Zainab has been receiving chemotherapy for months, and so far her tumor is shrinking. Next she needs surgery to remove the tumor, which would be followed by two bone marrow transplants.
“The doctor said that for every bone marrow transplant, she’s going to need two to three units” of blood, Raheel Mughal, Zainab’s father, said in a video interview recorded for OneBlood. “And that’s not how much blood is available.”
After OneBlood made a public plea for donors in early December, there has been a huge response: The organization has received about 22,000 emails in the last 30 days and has so far tested more than 2,200 units of blood at its lab, which has been operating around the clock, Ms. Forbes said. None was a match, she said.
Zainab’s parents estimated that their daughter’s illness began more than 10 months ago when they noticed that her temperament changed and her appetite waned. She developed fevers and constipation, and she wasn’t urinating normally.
Zainab was once an active, chubby child, but she lost weight and preferred to be on the bed instead of running around. Her condition seemed to worsen over the summer. The family recalled visiting relatives in Atlanta and attending a barbecue where Zainab was quiet and withdrawn.
“Everybody wanted to play with her,” Mr. Mughal said. “So there were a lot of other kids there. But she would not play with anybody. My wife kept telling me, she said, ‘She is not O.K. She is not O.K.’”
They brought Zainab to the pediatrician.
“I went to the doctor and I said to her over and over, ‘She is not eating,’” Zainab’s mother, Mariam Mehmood, recalled during the interview.
When they learned that Zainab had cancer, it was “devastating,” Mr. Mughal said. “At that time we were completely destroyed.”
Zainab had a tumor growing in her stomach, Mr. Mughal said, and a biopsy revealed that it was cancer. Doctors have characterized Zainab’s neuroblastoma as high risk.
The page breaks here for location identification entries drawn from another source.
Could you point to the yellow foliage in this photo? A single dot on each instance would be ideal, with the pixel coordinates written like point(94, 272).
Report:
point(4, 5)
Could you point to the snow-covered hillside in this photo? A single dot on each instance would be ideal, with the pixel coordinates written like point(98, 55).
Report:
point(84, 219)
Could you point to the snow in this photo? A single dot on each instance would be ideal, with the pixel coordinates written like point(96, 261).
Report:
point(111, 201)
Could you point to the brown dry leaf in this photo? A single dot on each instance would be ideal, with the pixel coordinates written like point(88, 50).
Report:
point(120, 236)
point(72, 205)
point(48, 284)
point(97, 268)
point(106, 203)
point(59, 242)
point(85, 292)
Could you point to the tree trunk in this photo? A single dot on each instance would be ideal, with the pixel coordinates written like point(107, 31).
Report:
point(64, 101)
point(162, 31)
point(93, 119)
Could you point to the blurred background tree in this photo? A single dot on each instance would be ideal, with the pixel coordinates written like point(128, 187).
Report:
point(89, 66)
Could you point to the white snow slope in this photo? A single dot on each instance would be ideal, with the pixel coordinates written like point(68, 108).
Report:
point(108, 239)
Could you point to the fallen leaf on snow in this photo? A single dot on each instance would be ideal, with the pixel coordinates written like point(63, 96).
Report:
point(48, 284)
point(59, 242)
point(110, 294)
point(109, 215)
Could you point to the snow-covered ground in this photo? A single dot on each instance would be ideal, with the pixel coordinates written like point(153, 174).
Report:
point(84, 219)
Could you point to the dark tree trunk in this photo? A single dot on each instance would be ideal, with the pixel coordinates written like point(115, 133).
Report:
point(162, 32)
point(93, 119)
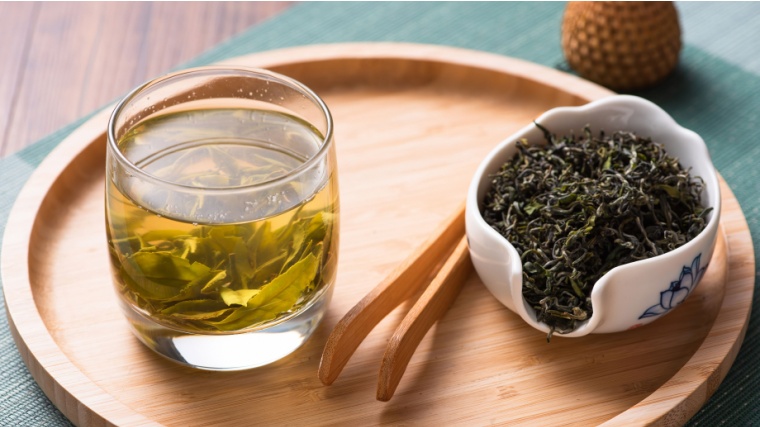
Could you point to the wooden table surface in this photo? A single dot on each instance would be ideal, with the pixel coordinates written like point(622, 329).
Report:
point(61, 60)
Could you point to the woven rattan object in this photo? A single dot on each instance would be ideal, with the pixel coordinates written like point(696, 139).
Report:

Children in that category have a five-year survival rate of around 40 to 50 percent, according to the American Cancer Society.
Soon after Zainab received her first blood transfusion, doctors realized that she was missing the Indian-B antigen, meaning that if her body receives blood that does have the antigen, her immune system will attack it.
The presence or absence of antigens is what creates the eight most common blood types: A+, A-, B+, B-, O+, O-, AB+ and AB-. Those with Type A blood, for example, have Type A antigens and will produce antibodies to fight Type B blood. According to the Red Cross, there are more than 600 other known antigens and they create rare blood types, like the kind Zainab has.
Next month Zainab will be 3 years old. Despite having had multiple chemotherapy treatments, she has remained resilient, her parents said.
“The moment you remove the dressing from the port and you remove the needle — immediately after it, she becomes a totally different person. She forgets what happened to her,” Mr. Mughal said.
The family is hopeful that she will recover with the right treatment. But first, she needs a larger supply of blood.
“We are just praying and hoping every day, every single second,” her mother said.